Siedziałem w pokoju Mercy i czekałem, aż wyjdzie z garderoby. Idziemy dzisiaj na imprezę organizowaną przez mojego kumpla z drużyny. Położyłem się wygodnie na łóżku dziewczyny i wyciągnąłem z kieszeni telefon, sprawdzając na nim wszystkie moje konta na stronach społecznościowych.
- Mogę iść tak?- usłyszałem i podniosłem się do pozycji siedzącej. Zilustrowałem wzrokiem brunetkę. Miała na sobie czarne rurki, opinające jej bardzo chude nogi,białą koszulkę z czarnym napisem ''Monday'',który był przekreślony oraz czarne vansy, a w ręce trzymała czarną zapinaną bluzę.
- Jesteśmy prawie dopasowani. - zaśmiałem się i podszedłem do swojej przyjaciółki.
- Tak, to prawda. - powiedziała i również się zaśmiała. Miałem na sobie czarne rurki, niebieską bluzę z napisem ''School Sucks'' oraz czarne vansy. Brunetka wyszła ze swojego pokoju, a ja zaraz za nią. Zeszliśmy na dół, Mercy założyła swoją bluzę i weszła do salonu gdzie był jej brat, z którym obecnie mieszka.
- Louis my już idziemy. - powiedziała.
- Uważajcie na siebie i wróćcie o przyzwoitej godzinie.-powiedział i zaśmiał się.
- Spokojnie, dopilnuję jej. - odezwałem się.
- No ja mam nadzieje.
- A co ja dziecko? - oburzyła się osiemnastolatka. Zaśmiałem się razem z jej starszym bratem.
- Idziesz? - zapytałem. Pokiwała tylko głową i wyszła z domu, a ja zaraz za nią.
- Jak coś to zadzwońcie to po was przyjadę! - usłyszeliśmy głos Louisa.
- Dobra!-Mercy odkrzyknęła i wyszliśmy na ulicę. Objąłem ją ramieniem i ruszyliśmy na imprezę.
***
Trzy godziny później razem z Mercy byliśmy na tarasie i rozmawialiśmy z ludźmi, których w ogóle nie znaliśmy. W rękach mieliśmy czerwone kubeczki wypełnione jakimś alkoholem.
- Zapaliłbym. - powiedziałem do dziewczyny.
- Zwariowałeś? - spytała zdziwiona.
- No chodź. - namawiałem ją.
- Nigdzie nie idę. Może i jestem po trzech drinkach, ale mam jeszcze trochę rozumu.
- Mercy, no proszę.
- Nie Niall. Jeżeli chcesz to idź, mnie w to nie mieszkaj. - powiedziała i wyminęła mnie. Weszła do środka, zostawiając mnie samego.

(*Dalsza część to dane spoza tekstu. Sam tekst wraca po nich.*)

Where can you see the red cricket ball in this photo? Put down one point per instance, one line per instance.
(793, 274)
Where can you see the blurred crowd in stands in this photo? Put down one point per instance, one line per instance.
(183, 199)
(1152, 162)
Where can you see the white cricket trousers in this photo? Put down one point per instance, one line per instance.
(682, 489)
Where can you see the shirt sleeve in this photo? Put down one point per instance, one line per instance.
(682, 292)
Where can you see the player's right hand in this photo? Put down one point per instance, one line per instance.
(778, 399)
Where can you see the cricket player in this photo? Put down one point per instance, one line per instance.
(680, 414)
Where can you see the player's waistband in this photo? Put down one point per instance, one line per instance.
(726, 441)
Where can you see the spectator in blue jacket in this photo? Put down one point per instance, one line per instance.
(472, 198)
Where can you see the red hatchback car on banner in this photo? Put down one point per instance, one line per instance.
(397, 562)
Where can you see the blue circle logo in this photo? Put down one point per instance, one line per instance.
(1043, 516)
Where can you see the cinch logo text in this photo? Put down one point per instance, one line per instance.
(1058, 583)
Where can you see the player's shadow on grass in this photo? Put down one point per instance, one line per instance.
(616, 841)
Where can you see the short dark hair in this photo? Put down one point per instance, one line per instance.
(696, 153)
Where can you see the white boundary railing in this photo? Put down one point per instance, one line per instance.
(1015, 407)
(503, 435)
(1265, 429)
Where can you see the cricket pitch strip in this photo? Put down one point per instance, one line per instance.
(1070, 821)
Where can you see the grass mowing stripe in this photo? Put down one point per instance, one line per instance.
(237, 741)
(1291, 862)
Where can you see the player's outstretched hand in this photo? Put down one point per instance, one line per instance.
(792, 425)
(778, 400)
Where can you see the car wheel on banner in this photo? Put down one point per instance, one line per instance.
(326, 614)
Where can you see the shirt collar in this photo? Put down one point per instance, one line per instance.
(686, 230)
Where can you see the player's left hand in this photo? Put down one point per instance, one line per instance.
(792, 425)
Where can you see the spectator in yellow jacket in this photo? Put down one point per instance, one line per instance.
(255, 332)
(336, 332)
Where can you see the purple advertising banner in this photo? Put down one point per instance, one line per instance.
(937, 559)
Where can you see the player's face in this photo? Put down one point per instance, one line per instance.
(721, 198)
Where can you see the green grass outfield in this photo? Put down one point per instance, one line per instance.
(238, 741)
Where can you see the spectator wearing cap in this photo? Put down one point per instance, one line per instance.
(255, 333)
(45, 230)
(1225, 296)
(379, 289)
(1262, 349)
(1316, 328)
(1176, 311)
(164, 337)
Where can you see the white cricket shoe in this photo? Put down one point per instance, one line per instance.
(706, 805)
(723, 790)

- Niall! - usłyszałem. Odwróciłem głowę w prawą stronę i zobaczyłem Clarisse. Szła do mnie lekko kiwając się na boki. Jej widok nie denerwował mnie jak zawsze. Może to przez ten alkohol?- Co robisz tutaj sam? Chodź do nas. - obejrzałem się w stronę drzwi przez które przed chwilą weszła Mercy i poszedłem z blondynką.
- Witaj Niall! - wszyscy mnie witali. Usiadłem koło Clarissy i dostałem do ręki jednego skręta.Po chwili drugiego i trzeciego.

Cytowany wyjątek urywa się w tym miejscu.